What this Stem Cell Transplant has taught us about Theofanis
Everyone who has ever met Theofanis knows that he is a very respectful child. And, if you remember, one of the first things that you read about him on this blog is that he likes to win. And at no time more apparent than during this transplant, these two qualities that are innate in him became obvious to his parents. The best way to describe Theofanis is that he is respectfully competitive. And that’s exactly how he’s been fighting this Neuroblastoma beast. Neuroblastoma is his competitor. He is fighting it with determination, grace and tolerance. The strength of his mind, the strength of his body, the encouraging cheers from his supporters and teammates, powered by prayer, are the tools he uses to compete against it. And when he finally defeats this cancer, he will instinctively raise his arms in victory, most likely not say a word, shake it’s hand for a final “goodbye”, and he will move on.

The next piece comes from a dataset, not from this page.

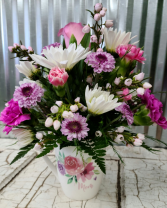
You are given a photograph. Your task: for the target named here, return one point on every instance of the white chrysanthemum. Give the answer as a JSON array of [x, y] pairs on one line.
[[113, 38], [24, 137], [98, 101], [26, 68], [25, 80], [57, 57]]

WITH LOVE, FAITH AND PRAYER, HE WILL WIN!

Theofanis will be admitted to the hospital on Tuesday, December 6th to begin his second stem cell transplant. December 6th is the feast day of Saint Nicholas. Please pray to this great saint to protect him once again as he goes through another round of high dose chemotherapy, another stem cell rescue, and weeks of recovery. Please pray that his body fights hard, that he wards off side-effects, and his super cells come back quickly. Please pray that his physical and emotional pain is minimal. And please pray that through a miracle, Theofanis may somehow be allowed to see his sisters on Christmas Day, which is also his 7th birthday.